UNE Digital Humanities Network (UNE eHumNet)

About the network

The Digital Humanities, Arts and Social Sciences Research Network (eHASS-RN) seeks to bring together scholars and teachers in order to progress research and pedagogy using digital technologies. Its aim is firstly to engage critically with current and emerging approaches and methods using digital technologies on both disciplinary and metadisciplinary fronts. It provides a forum for collaborative research engagement and for investigating how digital technologies are transforming traditional and creative-practice forms of scholarly endeavour and teaching at UNE. Finally, it aims to consolidate digital scholarship in Humanities, Arts and Social Sciences at UNE into a coherent entity for further engagement and collaboration beyond UNE.

Membership of the network is open to all interested current and future staff at UNE. The network consists of more than twenty UNE academic staff with affiliations with Australian National University, La Trobe University, The University of Queensland, The University of Sydney and Western Sydney University.

Network Activities

The centrepiece for network activities is the eHumanities Lab series.
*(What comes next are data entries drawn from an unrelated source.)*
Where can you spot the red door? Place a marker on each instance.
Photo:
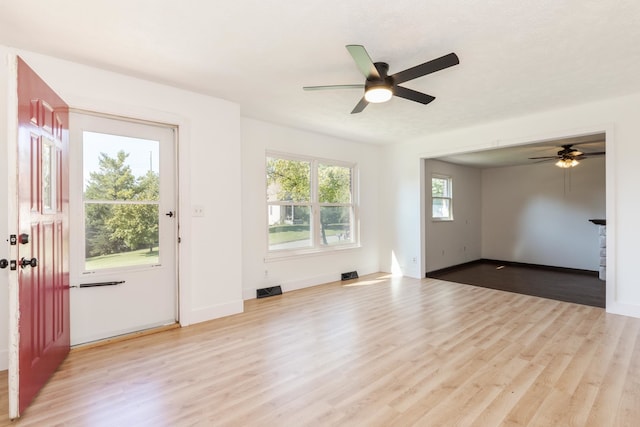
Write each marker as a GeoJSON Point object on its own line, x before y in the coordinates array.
{"type": "Point", "coordinates": [43, 235]}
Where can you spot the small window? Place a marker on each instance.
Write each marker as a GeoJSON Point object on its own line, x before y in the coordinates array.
{"type": "Point", "coordinates": [441, 198]}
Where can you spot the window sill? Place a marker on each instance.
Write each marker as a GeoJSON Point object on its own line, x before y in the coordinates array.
{"type": "Point", "coordinates": [306, 253]}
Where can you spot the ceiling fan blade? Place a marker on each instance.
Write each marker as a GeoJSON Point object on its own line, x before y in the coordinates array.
{"type": "Point", "coordinates": [361, 105]}
{"type": "Point", "coordinates": [363, 61]}
{"type": "Point", "coordinates": [355, 86]}
{"type": "Point", "coordinates": [412, 95]}
{"type": "Point", "coordinates": [427, 68]}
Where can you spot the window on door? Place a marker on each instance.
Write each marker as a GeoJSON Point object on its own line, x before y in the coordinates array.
{"type": "Point", "coordinates": [121, 201]}
{"type": "Point", "coordinates": [310, 204]}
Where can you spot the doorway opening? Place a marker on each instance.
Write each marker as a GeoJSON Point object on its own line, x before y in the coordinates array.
{"type": "Point", "coordinates": [517, 205]}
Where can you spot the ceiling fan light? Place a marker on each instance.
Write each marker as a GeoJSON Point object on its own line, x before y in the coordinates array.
{"type": "Point", "coordinates": [567, 163]}
{"type": "Point", "coordinates": [378, 94]}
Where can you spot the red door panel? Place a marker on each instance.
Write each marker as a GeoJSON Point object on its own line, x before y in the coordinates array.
{"type": "Point", "coordinates": [43, 213]}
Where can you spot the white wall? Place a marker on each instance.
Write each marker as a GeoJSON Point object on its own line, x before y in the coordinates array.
{"type": "Point", "coordinates": [618, 118]}
{"type": "Point", "coordinates": [210, 175]}
{"type": "Point", "coordinates": [539, 214]}
{"type": "Point", "coordinates": [454, 242]}
{"type": "Point", "coordinates": [291, 273]}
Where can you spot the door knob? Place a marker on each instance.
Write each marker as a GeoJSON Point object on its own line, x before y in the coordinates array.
{"type": "Point", "coordinates": [24, 262]}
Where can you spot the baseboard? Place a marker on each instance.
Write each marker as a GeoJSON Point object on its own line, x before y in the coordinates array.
{"type": "Point", "coordinates": [216, 311]}
{"type": "Point", "coordinates": [542, 267]}
{"type": "Point", "coordinates": [451, 268]}
{"type": "Point", "coordinates": [510, 263]}
{"type": "Point", "coordinates": [623, 309]}
{"type": "Point", "coordinates": [307, 282]}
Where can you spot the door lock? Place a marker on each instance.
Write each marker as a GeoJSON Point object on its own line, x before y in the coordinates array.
{"type": "Point", "coordinates": [24, 262]}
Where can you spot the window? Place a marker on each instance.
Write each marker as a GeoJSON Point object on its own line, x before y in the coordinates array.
{"type": "Point", "coordinates": [121, 201]}
{"type": "Point", "coordinates": [441, 198]}
{"type": "Point", "coordinates": [310, 204]}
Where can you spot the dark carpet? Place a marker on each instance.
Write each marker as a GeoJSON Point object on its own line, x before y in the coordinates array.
{"type": "Point", "coordinates": [577, 286]}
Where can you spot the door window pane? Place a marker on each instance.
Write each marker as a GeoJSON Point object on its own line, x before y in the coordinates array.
{"type": "Point", "coordinates": [121, 201]}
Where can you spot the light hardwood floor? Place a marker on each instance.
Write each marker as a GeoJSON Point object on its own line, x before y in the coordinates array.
{"type": "Point", "coordinates": [379, 351]}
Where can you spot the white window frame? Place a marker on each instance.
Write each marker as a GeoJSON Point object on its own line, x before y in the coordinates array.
{"type": "Point", "coordinates": [448, 197]}
{"type": "Point", "coordinates": [316, 246]}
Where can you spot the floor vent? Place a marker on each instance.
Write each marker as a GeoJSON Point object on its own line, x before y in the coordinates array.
{"type": "Point", "coordinates": [268, 292]}
{"type": "Point", "coordinates": [350, 275]}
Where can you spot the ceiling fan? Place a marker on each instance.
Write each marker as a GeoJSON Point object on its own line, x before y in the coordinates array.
{"type": "Point", "coordinates": [380, 87]}
{"type": "Point", "coordinates": [569, 157]}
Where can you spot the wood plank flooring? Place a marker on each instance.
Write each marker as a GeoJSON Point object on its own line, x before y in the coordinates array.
{"type": "Point", "coordinates": [377, 351]}
{"type": "Point", "coordinates": [579, 286]}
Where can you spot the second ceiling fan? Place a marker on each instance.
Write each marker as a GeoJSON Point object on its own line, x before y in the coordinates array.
{"type": "Point", "coordinates": [380, 87]}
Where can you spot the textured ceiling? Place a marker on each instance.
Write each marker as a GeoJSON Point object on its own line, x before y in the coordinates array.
{"type": "Point", "coordinates": [515, 57]}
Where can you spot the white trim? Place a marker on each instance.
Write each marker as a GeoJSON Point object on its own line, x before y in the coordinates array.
{"type": "Point", "coordinates": [12, 215]}
{"type": "Point", "coordinates": [204, 314]}
{"type": "Point", "coordinates": [293, 285]}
The eHumanities Lab features visiting and resident researchers exploring and demonstrating current trends, tools and projects in eHumanities. In 2019/2020, the network hosted the following visitors and workshops:

  • 12 September 2019 - A/Prof. Denis Collins, Dr Stoessel and Dr Scott Bolland, “Using Supervised Computer Learning for Automatically Encoding Early 17th-century Roman Music Prints: Challenges, Algorithms and the Future of Artificial Intelligence in Music Research.”
  • 30 October 2019 - A/Prof. Rachel Hendery, Workshop Social Network Analysis using Gephi
  • 6 November 2019 - A/Prof. Francesco Borghesi, “The Pico della Mirandola’s Virtual Library Project.”
  • 8 November 2019 - Dr Stephen Doherty, UNSW, “Inquiring into the Corpus of Empire: Computational Approaches to the Analysis of Psycholinguistic Markers in Historical Texts.”
  • 12 February 2020 - Prof. Amanda Kenny, “Digital storytelling as an arts-based research method.”
  • 19 February 2020 - Dr Terhi Nurmikko-Fuller, Workshop on Linked Data and Digital Humanities
The Canons Database

http://www.canons.org.au

Introduction The Canon Database

"This research tool was developed by Dr Denis Collins, University of Queensland, and Dr Jason Stoessel, University of New England, as part of an Australian Research Council Discovery Project (DP150102135) “Canonic techniques and musical change, c.1330–c.1530" from 2015 to 2018. Our goal has been to collect and classify every canon that survived in musical sources as late as 1530. Canon is defined here in the broadest sense as a polyphonic structure that results from one or more voices or parts being combined using strict repetition or systematic transformation. The next phase of research consists of expanding the database to include later repertoires. As part of a second ARC Discovery Project from 2018 to 2021 (DP180100680) "The Art and Science of Canon in the Music of Early 17th-Century Rome", the database will classify all canons associated with composers active in Rome during the period c.1580 to c.1650."